Fix cspell errors in Search API

Created on 11 March 2024, 10 months ago
Updated 5 May 2024, 8 months ago

Unfortunately, our GitLab CI pipelines are currently failing due to lots of CSpell errors being reported (example). I’m pretty sure most, if not all, of them are bogus, but it would still be great to have both green pipelines and spellchecking.

Therefore, we need to go through all the reported typos and fix them in some way – in most cases, by either adding a // cspell:disable WORD line at the top of the file or ignoring any lines with bogus text with either a single // cspell:disable-next-line directive or wrapping multiple such lines in // cspell:disable/// cspell:enable. (I already started with the src/Plugin/search_api/processor/Resources/*.php files, but this is gonna take a while …)
Details can be found here and here.

It’s also possible apparently to create a custom .cspell.json for the module – for instance, this could be the only way to fix reported errors for correctly spelled words in non-code files (for instance, README.md).
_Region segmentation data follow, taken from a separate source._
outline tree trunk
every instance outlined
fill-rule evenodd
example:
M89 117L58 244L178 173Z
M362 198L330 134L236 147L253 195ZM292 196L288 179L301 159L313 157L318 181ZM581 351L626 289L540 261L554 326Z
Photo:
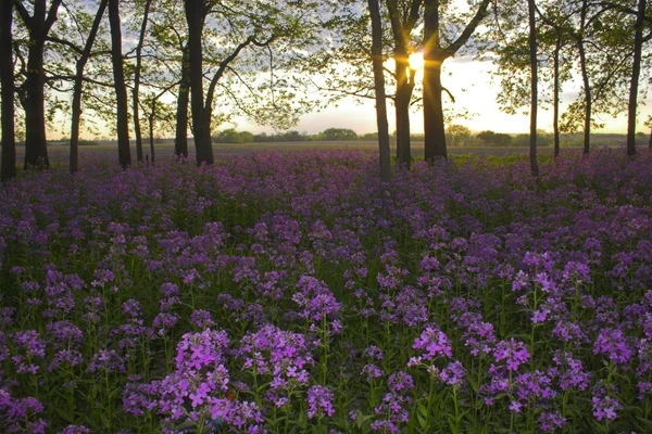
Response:
M127 168L131 165L129 149L129 119L127 113L127 88L123 71L122 30L120 24L120 0L109 0L109 22L111 24L111 60L113 62L113 85L117 105L117 155L120 165Z
M537 64L537 21L535 0L528 0L529 15L529 50L530 50L530 170L534 176L539 176L537 161L537 105L538 105L538 64Z
M202 30L206 15L202 0L185 0L186 20L188 22L189 65L190 65L190 108L197 164L213 164L213 146L209 122L211 113L205 113L203 100L202 69Z
M73 86L73 114L71 122L71 174L75 174L79 169L79 119L82 118L82 88L84 85L84 67L86 66L86 62L88 62L88 58L90 56L90 51L92 49L92 44L98 34L100 22L102 21L104 10L106 9L106 1L108 0L102 0L100 2L98 7L98 12L96 13L95 20L92 22L92 27L90 28L90 33L88 34L88 39L86 39L84 52L82 53L82 56L77 60L75 84Z
M552 132L554 136L554 157L560 155L560 51L562 50L562 37L557 35L554 46L554 84L552 95Z
M436 157L448 158L446 129L443 126L443 104L441 101L442 59L424 52L424 157L429 165Z
M641 75L641 54L643 51L643 20L647 0L638 1L634 36L634 65L629 86L629 106L627 111L627 155L636 155L636 108L638 105L638 85Z
M2 182L16 177L12 9L13 2L0 1L0 85L2 86L2 164L0 167L0 181Z
M439 38L440 0L424 1L424 146L425 158L432 164L435 157L448 157L443 105L441 102L441 64L454 55L471 38L482 18L487 16L490 0L481 0L473 18L448 47L441 47Z
M408 75L408 53L397 50L394 63L397 65L397 97L394 101L397 117L397 163L410 168L412 165L412 150L410 145L410 100L412 89Z
M584 46L584 33L588 13L588 1L581 2L581 15L579 26L579 37L577 40L577 49L579 50L579 66L581 68L581 80L585 90L585 138L584 138L584 154L588 155L591 151L591 86L589 81L589 71L587 67L587 55Z
M150 154L152 158L152 164L154 164L154 107L152 107L152 112L149 116L149 130L150 130Z
M4 0L7 1L7 0ZM62 0L52 0L46 8L46 0L35 0L33 15L22 1L14 1L16 11L29 31L29 52L27 54L27 73L23 82L25 99L25 168L50 167L48 144L46 143L46 108L43 69L43 51L46 37L57 21L57 13Z
M424 2L424 158L431 165L437 156L447 158L443 106L441 101L441 47L439 46L439 1Z
M587 60L584 42L579 42L579 64L581 67L581 78L585 91L585 131L584 131L584 154L591 151L591 87L589 81L589 72L587 69Z
M25 75L25 168L50 167L46 142L46 76L43 71L45 40L32 40Z
M383 72L383 27L378 0L368 0L372 17L372 62L374 65L374 89L376 92L376 125L378 126L378 151L380 154L380 180L391 179L389 158L389 126L387 125L387 99Z
M147 31L147 23L149 18L149 10L152 0L145 2L145 11L142 23L140 25L140 36L138 37L138 46L136 46L136 71L134 71L134 89L131 89L133 112L134 112L134 136L136 137L136 159L142 162L142 135L140 133L140 115L139 115L139 91L140 91L140 69L142 64L142 44L145 43L145 33Z
M177 123L174 139L174 154L184 157L188 157L188 101L190 92L190 59L188 51L188 43L186 43L181 63L181 82L177 97Z

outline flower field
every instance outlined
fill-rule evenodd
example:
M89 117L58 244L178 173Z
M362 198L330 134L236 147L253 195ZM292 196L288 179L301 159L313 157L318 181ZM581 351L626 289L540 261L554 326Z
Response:
M652 155L0 189L0 432L652 432Z

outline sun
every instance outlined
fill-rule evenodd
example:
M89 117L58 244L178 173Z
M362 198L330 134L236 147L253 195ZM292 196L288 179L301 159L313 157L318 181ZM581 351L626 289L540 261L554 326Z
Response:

Also, it would be more elegant for words like “datasource” which we use in lots of files.
Unfortunately, our custom .cspell.json would replace the one provided by Core, with no way to combine directives from both of them. There is already a template .cspell.json file which solves this by copying the necessary directives from Core’s .cspell.json file, but this seems less than ideal both because of the unstable and unpredictable relative paths and because we’d have to manually keep track of any changes to that template (or Core’s .cspell.json file). There is already an issue open for part of this, maybe some nicer solution will be found there: #3426136: Execute CSPELL in project root folder and make fixing words easier .

Passing extra allowed words in the _CSPELL_WORDS GitLab CI variable would be another option, but as this wouldn’t help with running CSpell locally, I wouldn’t want to do that.

📌 Task
Status

Fixed

Version

1.0

Component

General code

Created by

🇦🇹Austria drunken monkey Vienna, Austria

Live updates comments and jobs are added and updated live.
Sign in to follow issues

Merge Requests

Comments & Activities

  • Issue created by @drunken monkey
  • 🇦🇹Austria drunken monkey Vienna, Austria

    Temporarily disabled CSpell for our pipelines in 📌 Temporarily disable CSpell so GitLab CI pipelines are green Fixed , so they are green in the meantime while this gets fixed. So, the MR for this issue should re-enable it (that is, remove the SKIP_CSPELL variable from .gitlab-ci.yml again).

  • 🇦🇹Austria drunken monkey Vienna, Austria

    Not sure this is Novice-level after all, since I don’t know myself how to best do this.

  • 🇬🇧United Kingdom jonathan1055

    #3426136: Execute CSPELL in project root folder is very near completion and this will make is much easier for you to fix spelling errors. I suggest you wait until that issue is done, then you will have a much nicer time here :-)

  • 🇬🇧United Kingdom jonathan1055

    https://project.pages.drupalcode.org/gitlab_templates/jobs/cspell/ has the gtilab cspell documentation. But there will be some updates when the new issue is committed

  • 🇬🇧United Kingdom jonathan1055

    Hi,
    Are you OK if I use this issue to do final testing on the gitlab_templates #3426136: Execute CSPELL in project root folder and make fixing words easier ?

  • Merge request !116Issue #3427068: Fix cspell errors → (Merged) created by jonathan1055
  • Pipeline finished with Success
    9 months ago
    Total: 210s
    #120129
  • Pipeline finished with Success
    9 months ago
    #120213
  • Pipeline finished with Success
    9 months ago
    Total: 130s
    #120279
  • Pipeline finished with Success
    9 months ago
    Total: 186s
    #120292
  • 🇬🇧United Kingdom jonathan1055

    Here is the starting point for fixing the cspell job

    CSpell: Files checked: 548, Issues found: 1601 in 177 files
    The number of unrecognised/misspelled words is 251
    An artifact file has been created containing a unique list of these unrecognized words, for you to browse or download.
    

    I have attached the artifact file to this issue. Some may be genuine typos, others are test data.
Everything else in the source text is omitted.